AMU NAROUZ (“Uncle New Day”) is a respected, wise, handsome, elderly, silver-haired man (although in some versions he is young).  He has a green beard made of lentil sprouts and his hair is darkened with henna.  He is gentle and kind to all creatures.  Wherever he walks he brings life, health, fortune and good weather.  The people love him and celebrate his arrival every year.  He tells the old story of Nowruz to the young people. Every year on the first day of spring he dresses in a felt hat, long blue cloak, a sash, and a green shawl.  He rides his chestnut horse and sets off from his mountain to wind down to the city.  He brings the children gifts.

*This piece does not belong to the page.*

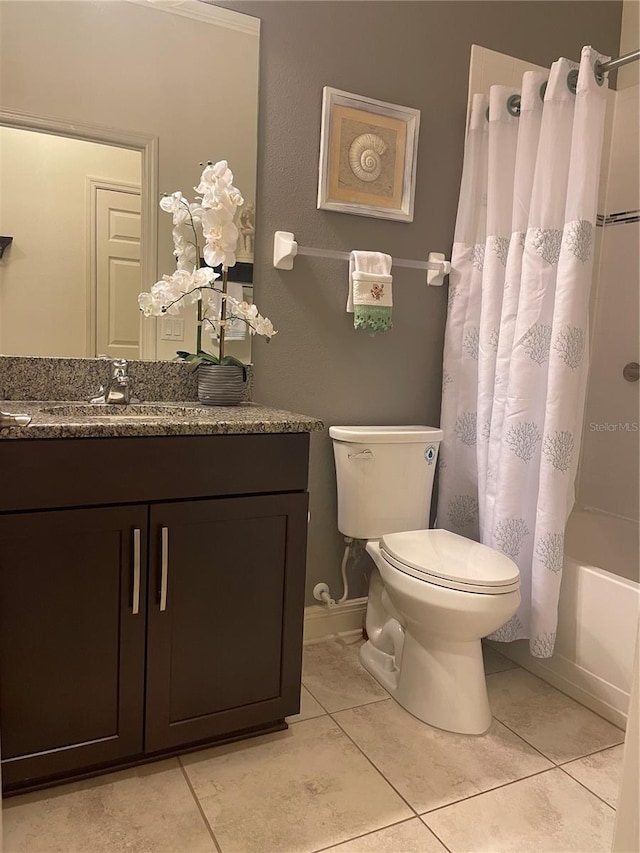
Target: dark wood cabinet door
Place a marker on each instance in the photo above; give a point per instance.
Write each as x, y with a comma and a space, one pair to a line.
225, 610
71, 646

NANEH SARMA (“Old Woman Winter”) is an old woman who loves Amu Narouz.  She is also called the “Lady of the Cold Spells”, or “Grandma Frost”.  She has white hair, a bent back, wrinkles on her face, crimson cheeks and lips, a body of light, and the mark of an icy moon on her forehead. She wears a long white robe and a garland of wintersweet flowers.  Naneh Sarma loves the snow and the cold.  Every year at the end of summer she calls for the cold air to come and then sends it down the valley with a wave of her arm.  She sings the trees into a deep sleep, sends the animals to find shelter and the people to gather wood.  Every year on the first day of spring she wakes early and cleans her house from ceiling to floor.  Then she bathes, does her makeup with seven different items, and dresses in fine clothing.  She spreads her best carpet on the porch and places seven kinds of dried fruit and candy on a tray.  She lights the charcoal and sets a pipe next to it.  Then she awaits the arrival of Amu Narouz, but she soon she falls asleep.  When Amu Narouz arrives he does not wake her.  He places a Marigold in her hands and sits by her side, smoking the pipe, stoking the coals, and eating the treats.  After a time he sets off once again for the road.  When the old woman awakens and realizes that Amu Narouz has been there she realizes that she must wait for another spring.  Some people believe that if the two were to actually meet, the world would come to an end.  As we are all still here, listening to this tale, we know that Amu Narouz and the old woman have never yet met.


HAJJI FIRUZ is a friend of Amu Narouz.  He appears in the streets at the beginning of Nowruz and announces the arrival of spring.  He is a young playful commoner.  His face is covered in soot as a disguise, and he wears bright red satin clothes with a pointed felt hat. He dances, sings, chants, and plays his tambourine to bring good cheer.  Because his face is covered in soot, he has become a controversial character, sometimes interpreted as racist, therefore these days half of his face is sometimes painted white to prevent criticisms.